Когда Чапкин проснулся, он спросил, как обстановка.

— Глухо, — ответил Андрей, не оборачиваясь и продолжая читать.

Вопрос был глупым. Они оба знали, что в выходной день, в ночь, никто на полигон не поедет, туда и так-то мало кто ездил, разве что работники полигона, но и то — не в выходные дни. Наибольшая активность приходилась на период учений, тогда мимо будки постоянно ревели камазы и ехали танки.

Слава сел в кровати.

— Не спится чего-то, — сказал он.

Андрей помолчал.

— Оно и понятно, ты ж не срочник. Дома всегда отоспаться можешь.

— А вы что, всегда спать хотите? — Слава усмехнулся.

Андрей повернулся к нему:

— И спать, и жрать, и… — он хотел сказать «на бабу залезть», но сдержался и сказал, что «всякого хочется».

Всё от нервов, — подумал Андрей, возвращаясь к книге.

А Солженицын был прав, верно всё говорил. Андрею нравилось, что, будучи во многом несогласным с бывшей тогда в стране властью, Солженицын, как и Лев Толстой, не вопил, играя на публику, что нужно сносить всё и начинать заново. Но он, как и Лев Толстой, давал разумные советы, давал их в книгах и во время своих публичных выступлений. А то ведь все знают, как не должно быть; но не уверены в том, как же надо сделать. А надо советовать. И общими усилиями добиваться справедливости. Но не делать то, что взяли себе за привычку делать многие писатели-графоманы, мнящие, что раскол с властью им (как, безусловно, великим литераторам) необходим. А то многие кричат, что вся политика суть мудократия, а все её предствители лишь педерасты духа. Но из века в век революции и войны, а сути это почти не меняет, и потому уж точно не радикализм подобного рода тут нужен… А впрочем, в отношении некоторых гадов он и вправду необходим.

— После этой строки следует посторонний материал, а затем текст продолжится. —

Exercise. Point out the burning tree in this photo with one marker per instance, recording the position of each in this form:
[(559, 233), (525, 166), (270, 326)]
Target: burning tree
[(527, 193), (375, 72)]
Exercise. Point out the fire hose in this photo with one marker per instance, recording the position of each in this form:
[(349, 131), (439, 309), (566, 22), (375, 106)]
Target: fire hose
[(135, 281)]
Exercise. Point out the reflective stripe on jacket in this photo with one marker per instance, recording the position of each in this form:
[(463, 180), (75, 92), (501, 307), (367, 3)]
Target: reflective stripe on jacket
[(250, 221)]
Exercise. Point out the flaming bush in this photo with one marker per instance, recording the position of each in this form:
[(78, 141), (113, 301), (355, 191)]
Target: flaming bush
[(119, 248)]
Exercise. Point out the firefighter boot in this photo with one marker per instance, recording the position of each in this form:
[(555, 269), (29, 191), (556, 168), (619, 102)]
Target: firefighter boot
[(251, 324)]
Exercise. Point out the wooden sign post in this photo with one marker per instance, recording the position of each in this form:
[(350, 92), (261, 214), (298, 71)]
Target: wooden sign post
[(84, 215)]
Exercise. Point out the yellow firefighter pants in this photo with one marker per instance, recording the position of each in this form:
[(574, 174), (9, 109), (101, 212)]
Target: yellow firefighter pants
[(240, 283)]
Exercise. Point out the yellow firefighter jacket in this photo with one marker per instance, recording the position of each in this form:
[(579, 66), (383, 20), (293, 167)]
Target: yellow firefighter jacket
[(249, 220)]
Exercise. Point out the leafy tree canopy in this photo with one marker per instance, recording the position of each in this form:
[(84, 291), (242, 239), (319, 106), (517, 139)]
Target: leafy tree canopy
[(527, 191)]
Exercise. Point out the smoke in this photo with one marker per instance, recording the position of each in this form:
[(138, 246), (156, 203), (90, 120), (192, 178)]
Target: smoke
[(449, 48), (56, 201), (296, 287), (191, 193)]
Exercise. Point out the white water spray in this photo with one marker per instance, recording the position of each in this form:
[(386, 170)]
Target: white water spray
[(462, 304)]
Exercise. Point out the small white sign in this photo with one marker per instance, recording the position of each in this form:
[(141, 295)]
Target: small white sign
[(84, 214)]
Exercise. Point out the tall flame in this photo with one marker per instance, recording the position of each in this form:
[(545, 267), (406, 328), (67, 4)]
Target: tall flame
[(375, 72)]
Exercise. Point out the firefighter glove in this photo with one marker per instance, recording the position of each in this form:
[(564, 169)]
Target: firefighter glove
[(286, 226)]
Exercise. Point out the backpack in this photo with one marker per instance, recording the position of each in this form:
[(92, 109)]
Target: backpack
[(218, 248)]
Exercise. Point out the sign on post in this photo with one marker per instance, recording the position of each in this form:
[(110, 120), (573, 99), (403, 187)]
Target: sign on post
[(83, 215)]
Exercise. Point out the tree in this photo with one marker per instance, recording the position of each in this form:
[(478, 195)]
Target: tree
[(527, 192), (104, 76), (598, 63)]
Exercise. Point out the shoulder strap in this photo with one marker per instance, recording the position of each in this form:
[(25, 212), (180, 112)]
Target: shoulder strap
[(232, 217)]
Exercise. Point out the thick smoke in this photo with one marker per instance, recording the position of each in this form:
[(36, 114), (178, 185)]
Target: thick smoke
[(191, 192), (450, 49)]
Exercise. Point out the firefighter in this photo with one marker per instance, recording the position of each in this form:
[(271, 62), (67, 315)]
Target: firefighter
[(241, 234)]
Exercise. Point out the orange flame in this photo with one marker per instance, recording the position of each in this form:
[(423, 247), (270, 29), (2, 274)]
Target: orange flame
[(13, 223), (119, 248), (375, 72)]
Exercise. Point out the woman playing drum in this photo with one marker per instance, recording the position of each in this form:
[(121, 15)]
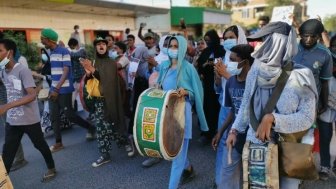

Тех гадов, каковыми являются те личности из Госдумы, перед которыми по возвращении на родину выступал Солженицын. Тех гадов, которые смеялись ему в лицо, смеялись на камеру, не стыдясь и не боясь никого и ничего. Это потому что те люди развращены своей властью, они погрязли в бесстыдстве по отношению к народу, если осмеливаются смеяться в лицо представителю народа в лице писателя. И таких-то бесстыжих, подлых людей, среди которых были как мужчины, так и женщины, — вот таких-то, словом, педерастов духа и надо подвергать радикальному действию! Снимать их с их должностей. А то и из страны высылать! А впрочем, подобные уроды вряд ли какому государству нужны…

Вдруг Андрей услышал, что Слава Чапкин что-то ему говорит. Он повернулся к нему.

— Что? — спросил он.

Слава посмотрел на него внимательнее.

— Курить хочешь? — спросил он.

Андрей не понял.

— С чего ты решил?

Но Слава ничего не ответил. Он встал с кровати, надел шапку, оправил повязку дежурного на предплечье, а затем вышел на улицу. Андрей глянул в окно, только теперь он увидел, что к КПП подъезжала машина.

Андрей тоже натянул шапку — на случай проверяющего, представляться-то по форме надо.

Дверь противно проскрипела, вошли двое — первым капитан Похвалов, начальник полигона, за ним, точно наседка, следовал Чапкин.

Андрей встал.

— Товарищ капитан! Помощник дежурного по контрольно-пропускному пункту на полигон, ефрейтор Алин.

— Вольно, хорошо, садись.

Андрей пересел на кровать. На его место сел капитан. Чапкин устроился на втором стуле.

— Чай у вас есть? — как бы между прочим, осведомился капитан, просмотрев книгу дежурства.

— Так точно, товарищ капитан, сейчас, — кинулся тотчас же обслуживать его Чапкин.

— А к чаю есть что?

Чапкин извлёк из своего рюкзака контейнер с печеньем и конфетами. Это он ещё в гарнизоне купил, собираясь в наряд.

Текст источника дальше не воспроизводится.